2. No limpiar los filtros
Los filtros acumulan polvo y suciedad. Cuando están obstruidos, la circulación del aire puede verse afectada y el equipo puede necesitar trabajar durante más tiempo para alcanzar la temperatura seleccionada.
Limpiar los filtros periódicamente ayuda a mantener un funcionamiento adecuado y también contribuye a conservar la calidad del aire interior.
3. Dejar puertas y ventanas abiertas
Si el aire acondicionado está encendido mientras una puerta o ventana permanece abierta, parte del aire frío se pierde constantemente. Esto obliga al aparato a seguir funcionando para compensar la entrada de aire caliente.
Cerrar puertas y ventanas durante el uso permite aprovechar mejor la refrigeración y evitar un consumo innecesario.
4. Encender y apagar el equipo constantemente
Apagar y encender el aire acondicionado repetidamente para intentar ahorrar electricidad no siempre es la mejor estrategia, especialmente si se hace durante períodos cortos.
Cuando sea necesario utilizarlo durante varias horas, puede resultar más eficiente mantener una temperatura estable y utilizar las funciones de ahorro energético disponibles en el equipo.
5. No utilizar el modo adecuado
Muchos aparatos modernos cuentan con funciones como modo Eco, Sleep o programación horaria.
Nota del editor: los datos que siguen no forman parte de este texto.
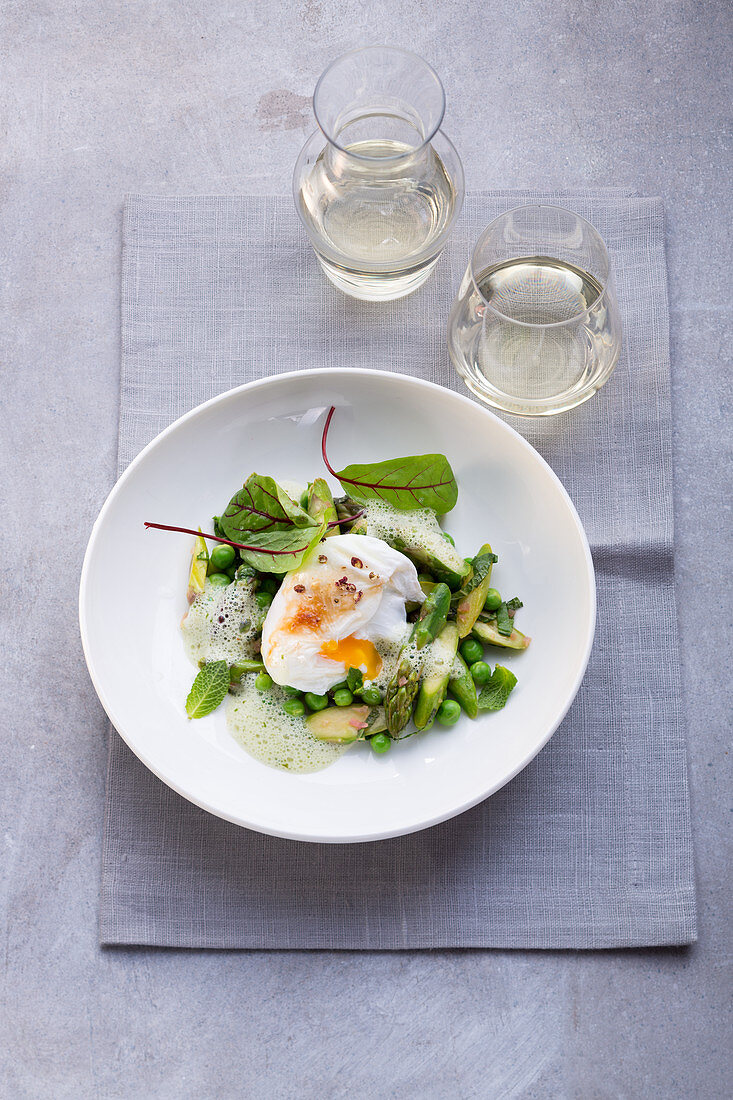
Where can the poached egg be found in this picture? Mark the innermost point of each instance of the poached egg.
(331, 614)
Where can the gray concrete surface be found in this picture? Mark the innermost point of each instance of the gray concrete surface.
(183, 97)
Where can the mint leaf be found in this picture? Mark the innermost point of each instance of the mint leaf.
(354, 679)
(418, 481)
(208, 690)
(482, 567)
(496, 690)
(261, 505)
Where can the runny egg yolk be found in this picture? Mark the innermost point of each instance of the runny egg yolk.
(354, 653)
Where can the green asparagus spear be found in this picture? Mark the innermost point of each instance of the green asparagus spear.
(320, 504)
(476, 591)
(433, 615)
(434, 686)
(462, 686)
(488, 634)
(403, 689)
Ignorarlas puede significar perder oportunidades de reducir el consumo.
El modo Sleep, por ejemplo, puede ser útil durante la noche, mientras que un temporizador permite evitar que el equipo permanezca encendido cuando ya no es necesario.
6. Descuidar el mantenimiento
No basta con limpiar los filtros. El aire acondicionado también necesita revisiones periódicas para comprobar que sus diferentes componentes funcionan correctamente.
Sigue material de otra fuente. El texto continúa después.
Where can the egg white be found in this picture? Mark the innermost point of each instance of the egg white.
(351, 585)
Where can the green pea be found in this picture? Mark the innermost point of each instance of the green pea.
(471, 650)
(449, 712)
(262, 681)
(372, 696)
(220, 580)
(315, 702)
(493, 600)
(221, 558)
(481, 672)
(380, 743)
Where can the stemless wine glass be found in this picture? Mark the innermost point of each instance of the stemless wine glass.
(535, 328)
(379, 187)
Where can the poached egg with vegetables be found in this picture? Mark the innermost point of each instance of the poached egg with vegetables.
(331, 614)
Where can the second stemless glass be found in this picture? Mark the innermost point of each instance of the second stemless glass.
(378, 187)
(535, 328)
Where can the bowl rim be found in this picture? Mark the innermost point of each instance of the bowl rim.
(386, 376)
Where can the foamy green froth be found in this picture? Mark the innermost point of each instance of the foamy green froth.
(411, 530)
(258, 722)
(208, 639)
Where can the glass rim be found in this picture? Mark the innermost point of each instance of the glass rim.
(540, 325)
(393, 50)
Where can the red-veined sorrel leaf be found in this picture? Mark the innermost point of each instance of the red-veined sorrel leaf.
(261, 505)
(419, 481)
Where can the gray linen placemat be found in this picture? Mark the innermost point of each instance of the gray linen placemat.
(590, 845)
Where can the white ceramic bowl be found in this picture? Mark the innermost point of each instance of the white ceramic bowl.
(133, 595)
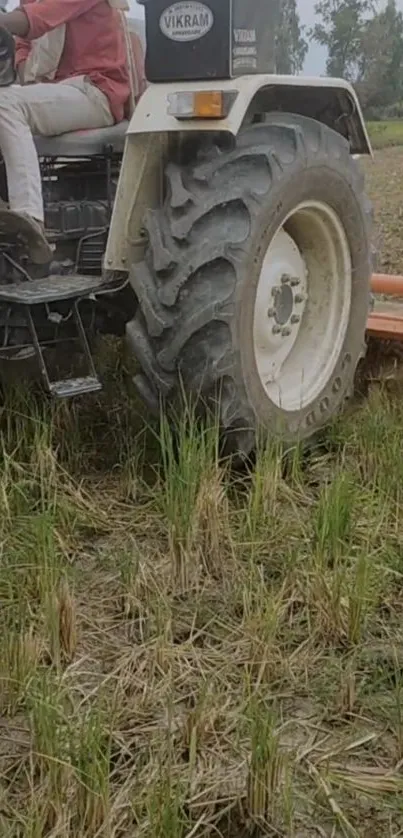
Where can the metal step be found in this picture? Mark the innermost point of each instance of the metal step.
(69, 387)
(51, 289)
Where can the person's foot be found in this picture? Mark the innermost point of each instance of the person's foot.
(29, 232)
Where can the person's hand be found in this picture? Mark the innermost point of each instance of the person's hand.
(7, 58)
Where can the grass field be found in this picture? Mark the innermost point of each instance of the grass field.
(186, 652)
(386, 134)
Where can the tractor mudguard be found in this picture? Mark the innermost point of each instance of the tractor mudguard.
(246, 99)
(331, 101)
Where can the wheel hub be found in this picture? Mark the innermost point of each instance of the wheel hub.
(302, 306)
(280, 304)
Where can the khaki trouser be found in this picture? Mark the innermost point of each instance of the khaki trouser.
(47, 109)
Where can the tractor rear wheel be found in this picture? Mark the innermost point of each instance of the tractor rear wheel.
(254, 291)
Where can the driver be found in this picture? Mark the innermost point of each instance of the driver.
(72, 66)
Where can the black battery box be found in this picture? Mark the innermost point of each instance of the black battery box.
(209, 39)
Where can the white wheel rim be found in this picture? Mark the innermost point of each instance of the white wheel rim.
(302, 306)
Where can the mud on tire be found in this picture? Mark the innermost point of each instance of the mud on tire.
(196, 288)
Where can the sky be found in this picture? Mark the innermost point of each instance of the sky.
(315, 62)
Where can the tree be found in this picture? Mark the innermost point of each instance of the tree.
(290, 45)
(380, 77)
(340, 31)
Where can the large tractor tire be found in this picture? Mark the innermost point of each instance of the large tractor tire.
(254, 292)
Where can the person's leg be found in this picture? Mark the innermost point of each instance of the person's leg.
(46, 109)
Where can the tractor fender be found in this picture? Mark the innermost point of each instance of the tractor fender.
(333, 102)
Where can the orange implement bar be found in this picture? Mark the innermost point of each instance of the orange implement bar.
(385, 326)
(387, 284)
(386, 320)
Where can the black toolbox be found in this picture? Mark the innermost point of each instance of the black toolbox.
(209, 39)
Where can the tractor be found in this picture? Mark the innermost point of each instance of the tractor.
(224, 229)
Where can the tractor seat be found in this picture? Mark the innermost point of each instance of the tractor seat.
(90, 143)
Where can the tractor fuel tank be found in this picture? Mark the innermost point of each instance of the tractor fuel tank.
(208, 39)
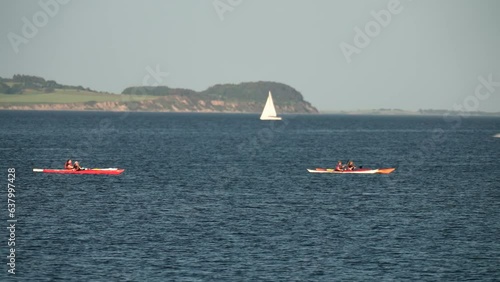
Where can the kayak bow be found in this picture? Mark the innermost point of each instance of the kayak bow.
(87, 171)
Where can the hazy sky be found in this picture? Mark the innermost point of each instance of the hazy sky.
(428, 55)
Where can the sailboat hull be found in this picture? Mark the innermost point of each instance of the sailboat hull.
(269, 112)
(270, 118)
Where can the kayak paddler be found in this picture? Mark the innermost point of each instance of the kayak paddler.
(350, 165)
(68, 164)
(78, 167)
(339, 167)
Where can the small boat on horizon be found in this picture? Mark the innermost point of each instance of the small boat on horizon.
(269, 112)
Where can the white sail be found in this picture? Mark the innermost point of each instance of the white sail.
(269, 112)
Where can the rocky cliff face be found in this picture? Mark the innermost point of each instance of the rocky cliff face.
(247, 97)
(170, 104)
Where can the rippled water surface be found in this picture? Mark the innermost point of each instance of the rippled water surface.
(226, 197)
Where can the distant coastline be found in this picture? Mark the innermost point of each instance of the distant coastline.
(399, 112)
(24, 92)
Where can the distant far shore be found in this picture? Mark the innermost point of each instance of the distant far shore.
(374, 112)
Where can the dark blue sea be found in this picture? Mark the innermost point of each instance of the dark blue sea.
(227, 197)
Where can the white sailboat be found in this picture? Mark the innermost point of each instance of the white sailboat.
(269, 112)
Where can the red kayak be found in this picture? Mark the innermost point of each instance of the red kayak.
(86, 171)
(356, 171)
Un equipo con problemas de mantenimiento puede perder eficiencia y necesitar más tiempo para enfriar una habitación. Por eso, ante ruidos extraños, pérdida de capacidad de refrigeración u otros cambios en su funcionamiento, es recomendable solicitar una revisión profesional.
7. Enfriar habitaciones que no se están utilizando
Otro error es mantener el aire acondicionado encendido en espacios vacíos. Si nadie está utilizando una habitación, continuar refrigerándola supone un gasto de electricidad que puede evitarse.
Una alternativa es cerrar las puertas de las habitaciones que no se utilizan y concentrar la climatización en las zonas ocupadas.
Pequeños cambios para reducir el consumo
El aire acondicionado no tiene por qué convertirse en el principal responsable de una factura eléctrica elevada. Utilizar una temperatura moderada, mantener los filtros limpios, cerrar puertas y ventanas y aprovechar las funciones de ahorro del aparato son medidas sencillas que pueden mejorar su eficiencia.
Además, reducir el tiempo de funcionamiento cuando no sea necesario permite utilizar el aire acondicionado de manera más eficiente y controlar mejor el consumo de electricidad durante los períodos de calor.